USUALLY, pilots can navigate through cloudy and foggy conditions. They’re trained to do this. Substantially lowered visibility leaves them needing clarification and direction, and for that their instruments are essential. But in very rare cases, disagreement between their sensory experiences and reality can spell disaster. 

Sometimes a pilot can sense that the plane is descending, but feel confused as to why. The instruments could also indicate that the plane is drifting left or right while the pilot’s senses are pulling them in a different direction, throwing their instincts into chaos and preventing them from correcting the flight’s orientation quickly enough. The plane is turning and heading downward and the pilot isn’t helping. They have entered a death spiral. 

“It’s a catastrophic sensory illusion that can end up in a crash because someone relied on their perception of the plane’s orientation,” explains Jason Fischer, an assistant professor in the Department of Psychological and Brain Sciences at Johns Hopkins University. This is what happens when the pilot is tricked by their vestibular sense, “which allows you to perceive how your body is oriented in space when you don’t have enough visual information to go on,” he adds. A death spiral, or graveyard spiral, as it’s otherwise known, is caused by our innate impulse to rely on our sensory instincts. 

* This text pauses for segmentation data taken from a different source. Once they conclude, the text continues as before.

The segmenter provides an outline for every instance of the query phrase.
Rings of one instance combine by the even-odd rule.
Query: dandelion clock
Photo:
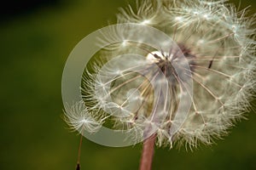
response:
[[[119,11],[64,69],[65,121],[81,139],[142,143],[140,169],[149,170],[154,145],[211,144],[244,118],[256,60],[246,10],[224,0],[142,0]]]

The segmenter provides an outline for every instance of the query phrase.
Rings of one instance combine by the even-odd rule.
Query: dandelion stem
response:
[[[78,162],[77,162],[76,170],[80,170],[80,157],[81,157],[82,141],[83,141],[83,135],[81,134],[79,146],[79,155],[78,155]]]
[[[141,157],[140,170],[151,170],[154,156],[155,135],[145,139],[143,142],[143,153]]]

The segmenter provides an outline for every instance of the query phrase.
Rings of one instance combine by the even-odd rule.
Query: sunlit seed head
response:
[[[159,48],[140,42],[128,42],[130,37],[141,40],[145,37],[133,30],[124,32],[122,28],[106,35],[106,41],[108,38],[125,41],[107,47],[109,53],[102,52],[100,60],[138,54],[144,56],[147,63],[139,67],[143,75],[127,71],[129,57],[120,65],[107,65],[105,72],[86,71],[85,74],[90,75],[90,79],[85,78],[82,86],[84,91],[90,92],[90,95],[84,95],[85,103],[90,104],[86,105],[86,110],[94,111],[96,117],[101,118],[93,121],[90,114],[82,111],[81,119],[73,111],[76,116],[71,119],[79,122],[71,124],[95,132],[101,125],[99,122],[109,118],[115,128],[128,132],[135,128],[150,127],[156,132],[156,143],[160,146],[185,144],[193,148],[201,143],[212,144],[213,139],[225,135],[234,122],[243,117],[253,97],[256,84],[255,30],[251,28],[253,20],[243,18],[244,11],[237,14],[224,0],[153,3],[143,0],[138,1],[137,6],[135,9],[131,6],[121,9],[118,23],[148,25],[167,34],[177,45],[170,44],[170,48],[163,51],[161,44],[166,45],[165,42],[160,43]],[[140,60],[133,62],[135,65],[131,68],[142,65]],[[174,68],[175,64],[180,68]],[[189,67],[184,66],[186,64]],[[102,65],[96,65],[96,70]],[[108,75],[113,77],[108,80]],[[167,88],[164,86],[166,79]],[[185,90],[189,80],[193,82],[193,94]],[[108,83],[104,87],[88,82]],[[155,96],[152,83],[160,89],[160,96]],[[161,98],[163,95],[167,97]],[[183,96],[191,99],[191,108],[182,126],[172,133],[178,122],[178,106],[185,105],[181,101]],[[156,99],[158,107],[153,105],[155,99]],[[170,105],[168,110],[165,110],[166,105]],[[154,112],[156,109],[159,110]],[[150,115],[151,112],[154,114]],[[117,116],[113,118],[109,115]],[[96,126],[96,123],[99,124]],[[143,135],[139,133],[136,135]]]

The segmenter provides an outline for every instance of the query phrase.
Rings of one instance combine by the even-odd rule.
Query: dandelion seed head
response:
[[[254,19],[245,14],[225,0],[143,0],[121,8],[118,24],[150,26],[175,43],[148,47],[140,34],[146,30],[110,30],[102,42],[116,43],[100,58],[112,62],[92,63],[94,71],[84,71],[86,110],[72,108],[68,122],[75,129],[96,132],[109,118],[113,128],[127,130],[135,141],[154,132],[156,144],[170,148],[192,149],[221,139],[249,110],[255,94]],[[131,60],[129,54],[122,62],[113,60],[124,54],[137,54],[144,60]],[[183,117],[184,98],[191,107]]]

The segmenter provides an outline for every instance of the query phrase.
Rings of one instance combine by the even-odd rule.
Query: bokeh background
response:
[[[127,3],[134,0],[1,3],[1,170],[75,169],[79,136],[61,119],[62,70],[73,48],[114,23],[118,8]],[[241,1],[241,8],[249,5],[253,14],[256,1]],[[153,169],[256,169],[256,113],[247,118],[211,147],[157,149]],[[84,139],[82,170],[137,169],[141,149],[108,148]]]

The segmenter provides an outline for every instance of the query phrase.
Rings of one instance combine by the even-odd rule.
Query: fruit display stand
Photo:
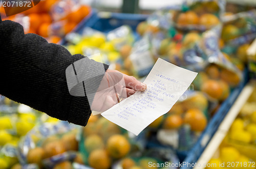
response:
[[[221,145],[222,142],[224,139],[225,137],[226,136],[230,126],[231,126],[234,120],[239,115],[241,109],[242,108],[242,107],[245,105],[247,101],[247,99],[251,95],[253,92],[254,93],[254,94],[255,95],[255,89],[256,81],[255,80],[250,80],[244,88],[241,94],[237,98],[237,99],[230,108],[227,115],[225,116],[219,127],[218,127],[217,131],[213,135],[207,146],[206,147],[204,151],[203,151],[198,160],[196,160],[196,160],[188,160],[186,161],[187,162],[187,164],[195,164],[196,162],[197,164],[200,164],[200,165],[202,165],[201,167],[198,165],[197,165],[197,166],[195,166],[194,168],[196,169],[199,168],[203,168],[202,164],[207,164],[211,162],[210,160],[215,155],[215,153],[216,153],[217,149]],[[255,110],[256,110],[255,109],[254,109],[254,111]],[[238,131],[238,130],[237,131]],[[241,138],[243,137],[242,135],[241,135],[240,137]],[[250,155],[249,155],[250,157],[254,159],[254,160],[255,160],[255,154],[256,154],[255,151],[255,146],[248,146],[248,145],[243,144],[240,145],[238,145],[238,145],[236,145],[236,144],[232,145],[231,143],[228,144],[228,145],[229,146],[234,145],[236,146],[236,147],[237,148],[238,148],[238,149],[240,149],[240,150],[242,150],[242,152],[250,152],[250,153],[249,153],[250,154]],[[244,150],[243,151],[242,150],[243,149]],[[229,162],[231,162],[231,161]],[[218,164],[217,164],[217,167],[216,168],[218,168]],[[192,168],[192,167],[184,168]]]

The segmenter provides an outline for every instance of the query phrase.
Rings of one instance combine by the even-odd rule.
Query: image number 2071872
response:
[[[37,5],[40,0],[2,0],[6,16],[26,11]]]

It is the way our brains are wired that can cause such a chaotic scenario. To traverse our world, we rely on several different senses. The strongest cues are visual. There is also the somatosensory system that senses temperature, pain, and, in this case, pressure, as in the “seat of the pants” feeling of being pushed down into your plane seat when the aircraft gains altitude. And then there’s the neurovestibular system. The brain relies on fluid moving through the inner ear’s small canals to help establish where the body is oriented in space and where it is going. Our vestibular sense works fine on solid ground and registers rapid changes in the speed and direction of our movement. But slow changes in movement can go unnoticed, as when the plane first begins to spiral off course. Because this fluid can settle in the ear canals during flight, a pilot might believe they’re level even as they are getting closer and closer to the ground, tuning all the while.

All this spatial confusion and the lack of clear sightlines leave the pilot bewildered and trusting their tragically mistaken instincts rather than their instruments. 

Fischer explained that the discombobulation that can result in a death spiral relates to how people combine information across the senses. For most of our worldly experiences, humans use multiple sources of information from different senses and collate that experience to emphasize the strengths of each piece of sensory data—as with smell and taste working together to create our experience of flavor. 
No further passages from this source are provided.